To further complicate matters, Article 534 doesn’t explicitly address homosexuality. Rather, it only points to sexual acts that are “contrary to the order of nature.” 

Even though several courts have tried to affirm consensual same-sex acts don’t qualify as being “against nature,” it hasn’t stopped multiple arrests continuing to persist, according to a recent Proud Lebanon report. Mouratda and MP Ashraf Rifi have introduced more stringent bills. 

Mourtada’s measure proposes up to three years’ imprisonment and hefty fines for promoting or engaging in “deviant sexual relations” and Rifi’s bill sought the explicit criminalization of homosexuality with heightened penalties.

As Lebanon continues its attacks against LGBTQ+ and intersex people, some suggest it’s all a ploy to distract from the country’s crumbling economy. Even more notably: Lebanon has lacked a president since October 2022, a clear reflection of its turbulent political landscape. 

Helem, the first LGBTQ+ and intersex organization in the Arab world established in 2001, said in a recent statement “the decision to suddenly and systematically target LGBTQ individuals is a very old tactic used by multiple failing autocratic regimes around the world.” 

As Kawly explains, MTV Lebanon’s campaign may herald a turning point for the nation, asserting LGBTQ+ and intersex people’s inherent role in Lebanon’s value as a whole. 

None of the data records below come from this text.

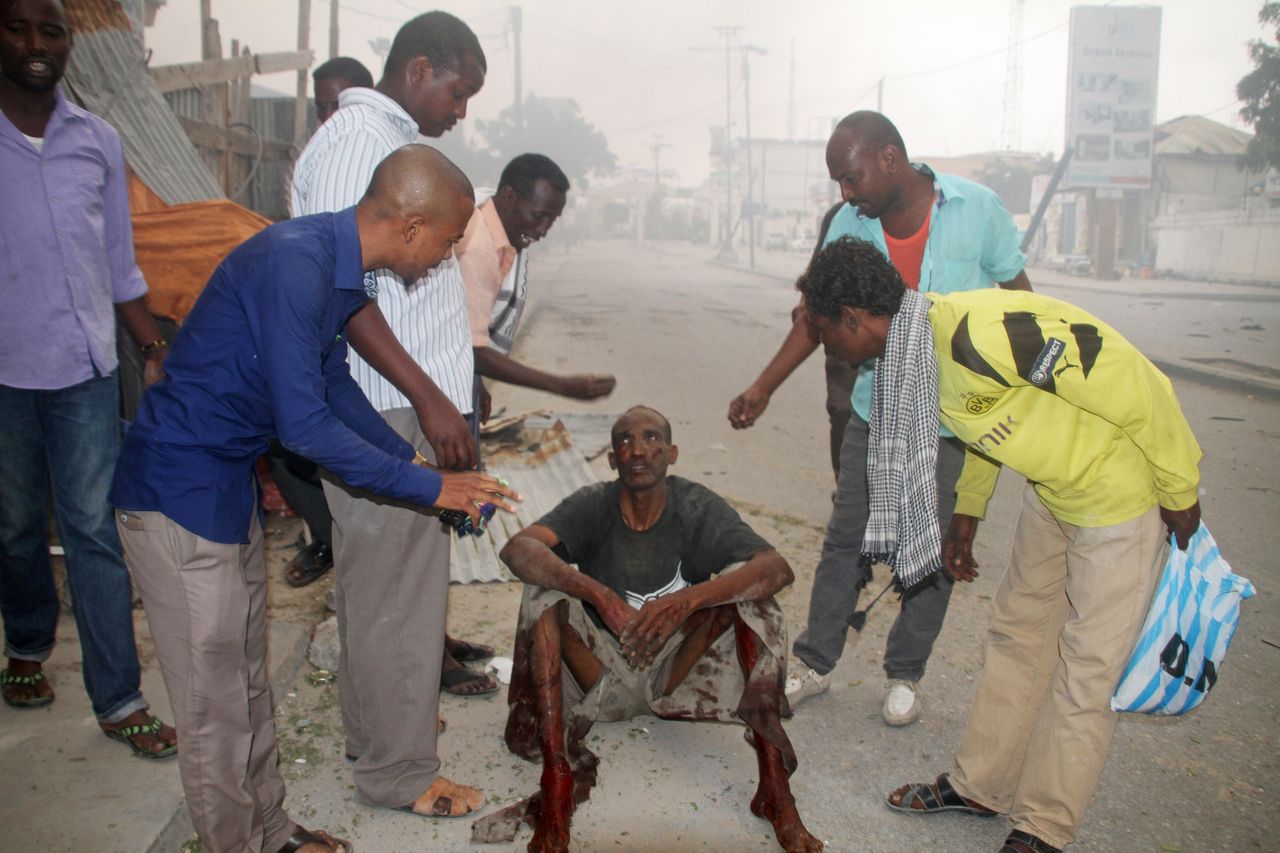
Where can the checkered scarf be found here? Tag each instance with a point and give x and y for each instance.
(901, 461)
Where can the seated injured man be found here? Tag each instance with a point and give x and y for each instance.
(643, 596)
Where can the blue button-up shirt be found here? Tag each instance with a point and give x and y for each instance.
(261, 355)
(65, 250)
(972, 243)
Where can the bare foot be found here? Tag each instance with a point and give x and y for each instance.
(461, 680)
(778, 807)
(554, 808)
(447, 799)
(314, 842)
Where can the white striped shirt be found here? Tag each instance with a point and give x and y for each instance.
(428, 316)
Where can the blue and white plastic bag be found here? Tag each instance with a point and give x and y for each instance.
(1188, 628)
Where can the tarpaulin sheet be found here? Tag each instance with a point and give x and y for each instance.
(178, 247)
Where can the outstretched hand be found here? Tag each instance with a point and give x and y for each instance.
(958, 548)
(749, 405)
(469, 491)
(1182, 524)
(658, 619)
(449, 436)
(589, 386)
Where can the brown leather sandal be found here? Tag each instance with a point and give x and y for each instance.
(304, 836)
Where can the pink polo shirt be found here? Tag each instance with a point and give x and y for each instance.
(485, 258)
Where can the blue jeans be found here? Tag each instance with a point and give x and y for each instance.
(69, 437)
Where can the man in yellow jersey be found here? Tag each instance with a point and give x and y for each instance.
(1040, 386)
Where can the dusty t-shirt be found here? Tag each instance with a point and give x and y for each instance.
(698, 536)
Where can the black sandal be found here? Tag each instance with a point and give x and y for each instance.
(946, 799)
(1019, 842)
(465, 652)
(301, 838)
(453, 679)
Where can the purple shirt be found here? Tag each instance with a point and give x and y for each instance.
(65, 250)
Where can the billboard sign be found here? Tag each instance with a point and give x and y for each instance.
(1112, 68)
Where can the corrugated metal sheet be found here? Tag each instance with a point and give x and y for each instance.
(545, 468)
(592, 430)
(108, 76)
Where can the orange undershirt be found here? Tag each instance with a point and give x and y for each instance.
(908, 254)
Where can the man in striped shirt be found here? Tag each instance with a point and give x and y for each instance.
(415, 365)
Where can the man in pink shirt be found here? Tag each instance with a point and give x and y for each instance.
(494, 264)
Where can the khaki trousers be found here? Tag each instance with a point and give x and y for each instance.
(1064, 621)
(392, 583)
(206, 606)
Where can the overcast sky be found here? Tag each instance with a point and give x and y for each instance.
(644, 69)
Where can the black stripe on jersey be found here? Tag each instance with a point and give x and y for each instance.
(1089, 342)
(1027, 342)
(964, 354)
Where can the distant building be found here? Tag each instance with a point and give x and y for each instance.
(1202, 217)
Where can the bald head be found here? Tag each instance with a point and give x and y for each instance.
(649, 413)
(871, 129)
(415, 210)
(416, 179)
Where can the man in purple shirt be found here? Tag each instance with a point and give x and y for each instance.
(65, 272)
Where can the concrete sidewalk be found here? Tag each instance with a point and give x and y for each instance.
(65, 787)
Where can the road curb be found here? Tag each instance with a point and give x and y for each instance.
(1179, 368)
(1219, 378)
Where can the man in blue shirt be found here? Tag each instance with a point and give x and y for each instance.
(942, 233)
(263, 355)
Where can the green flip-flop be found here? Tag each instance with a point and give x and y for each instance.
(128, 733)
(8, 678)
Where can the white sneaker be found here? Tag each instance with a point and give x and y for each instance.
(903, 702)
(803, 683)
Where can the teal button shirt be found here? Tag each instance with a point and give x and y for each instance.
(973, 243)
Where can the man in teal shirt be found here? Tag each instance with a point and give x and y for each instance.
(944, 233)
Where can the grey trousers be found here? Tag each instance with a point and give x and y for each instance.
(392, 583)
(839, 579)
(206, 606)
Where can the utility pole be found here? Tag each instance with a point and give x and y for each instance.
(791, 95)
(658, 145)
(654, 231)
(520, 86)
(726, 251)
(746, 99)
(333, 28)
(300, 108)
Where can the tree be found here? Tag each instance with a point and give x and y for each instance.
(1260, 90)
(552, 126)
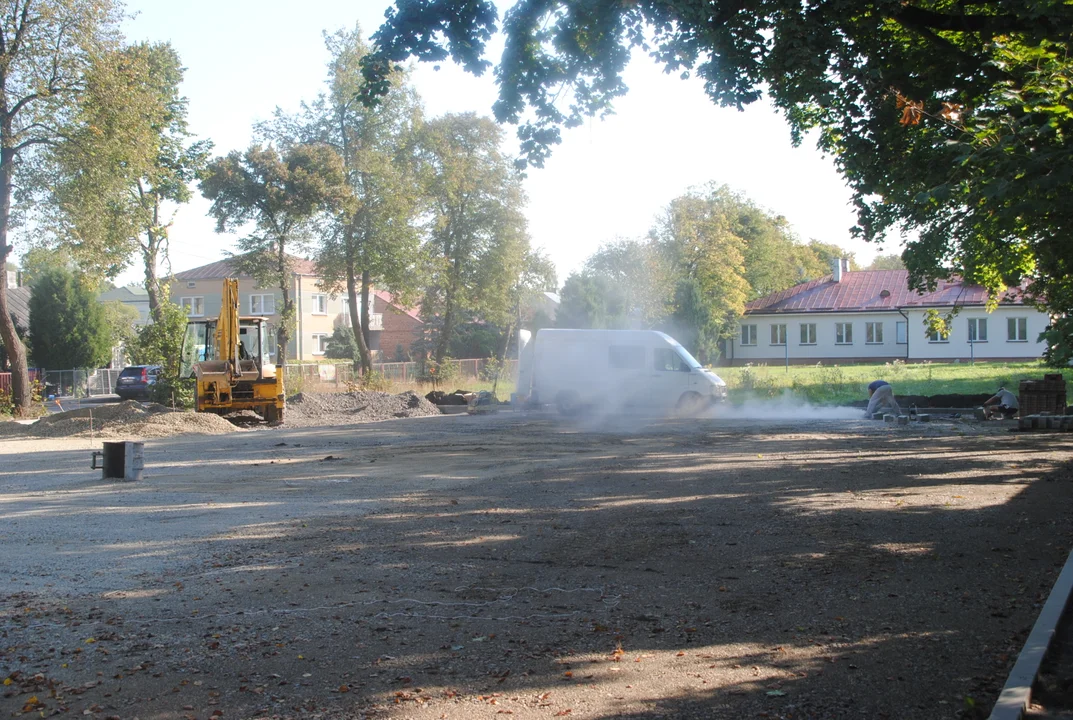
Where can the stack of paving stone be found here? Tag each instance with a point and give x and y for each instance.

“Social change is often slow and painful, but the very fact that we’re seeing more visibility and conversation on LGBTQ+ issues signal a potential shift,” he said. “With every campaign, every story told, every law repealed, we’re inching closer to a more inclusive and accepting society.” 

“When it comes to Lebanon, for sure there is a bright future because we are working for it,” added Makso. “We believe in it, and we are fighting for it.”